In addition to global_customer_keys affecting the sinking markers, the Global Tags configured in Datakit (including global election tags and global host tags) also influence the sinking markers. This means that if the data points contain fields that appear in the global tags (and the value types of these fields must be string), they will be taken into account for sinking. Assume the global election tag is configured as follows:

# datakit.conf
[election.tags]
    cluster = "my-cluster"

For the following data point:

pi,cluster=cluster_A,app=math,other_tag=other_value value=3.14 1712796013000000000

Since the global election tag includes cluster (regardless of the value configured for this tag), and the data point itself also has a cluster tag, the final X-Global-Tags will include the key-value pair cluster=cluster_A:

X-Global-Tags: cluster=cluster_A

If global_customer_keys also configures the app key, then the final sharding Header will be (the order of the key-value pairs is not important):

X-Global-Tags: cluster=cluster_A,app=math
Note

The example here intentionally sets the value of cluster in the datakit.conf different from the value of the cluster field in the data point, mainly to emphasize the impact of the tag key here. It can be understood that once a data point contains a global tag key that meets the condition, its effect is equivalent to this global tag key being added to global_customer_keys.

Dataway sink command

Dataway supports managing the configuration of sinker through the command line since version Version-1.3.6. The specific usage is as follows:

$ ./dataway sink --help

Usage of sink:
  -add string
        single rule json file
  -cfg-file string
        configure file (default "/usr/local/cloudcare/dataflux/dataway/dataway.yaml")
  -file string
        file path of the rule json, only used for command put and get
  -get
        get the rule json
  -list
        list rules
  -log string
        log file path (default "/dev/null")
  -put
        save the rule json
  -token string
        rules filtered by token, eg: xx,yy

Specify configuration file

When the command is executed, the default configuration file loaded is /usr/local/cloudcare/dataflux/dataway/dataway.yaml, and if additional configurations need to be loaded, they can be specified using the --cfg-file option.

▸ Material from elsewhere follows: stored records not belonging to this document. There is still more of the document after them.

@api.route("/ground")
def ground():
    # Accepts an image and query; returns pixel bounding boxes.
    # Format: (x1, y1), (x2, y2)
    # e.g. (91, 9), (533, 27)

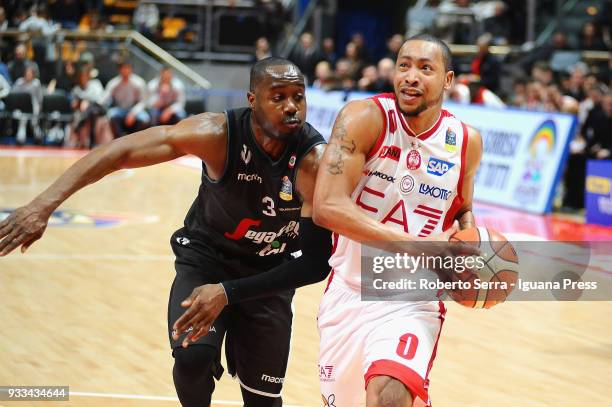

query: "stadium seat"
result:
(40, 90), (74, 143)
(185, 99), (206, 116)
(2, 92), (40, 144)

$ ./dataway sink --cfg-file dataway.yaml [--list...]

Command log setting

The command log was disabled by default. If you need to view it, you can set the --log parameter.

# output log to stdout
$ ./dataway sink --list --log stdout

# output log to file
$ ./dataway sink --list --log /tmp/log

View sinker rules

# list all rules 
$ ./dataway sink --list

# list all rules filtered by token 
$ ./dataway sink --list --token=token1,token2

CreateRevision: 2
ModRevision: 41
Version: 40
Rules: 
[
    {
        "rules": [
            "{ workspace = 'zhengb-test'}"
        ],
        "url": "https://openway.guance.com?token=token1"
    }
]

Add sinker rules

Create file rule.json and add the following content:

[
  {
    "rules": [
      "{ host = 'HOST1'}"
    ],
    "url": "https://openway.guance.com?token=tkn_xxxxxxxxxxxxx"
  },
  {
    "rules": [
      "{ host = 'HOST2'}"
    ],
    "url": "https://openway.guance.com?token=tkn_yyyyyyyyyyyyy"
  }
]

Add the rules.

$ ./dataway sink --add rule.json

add 2 rules ok!

Export sinker configuration

Export the sinker configuration content to local file.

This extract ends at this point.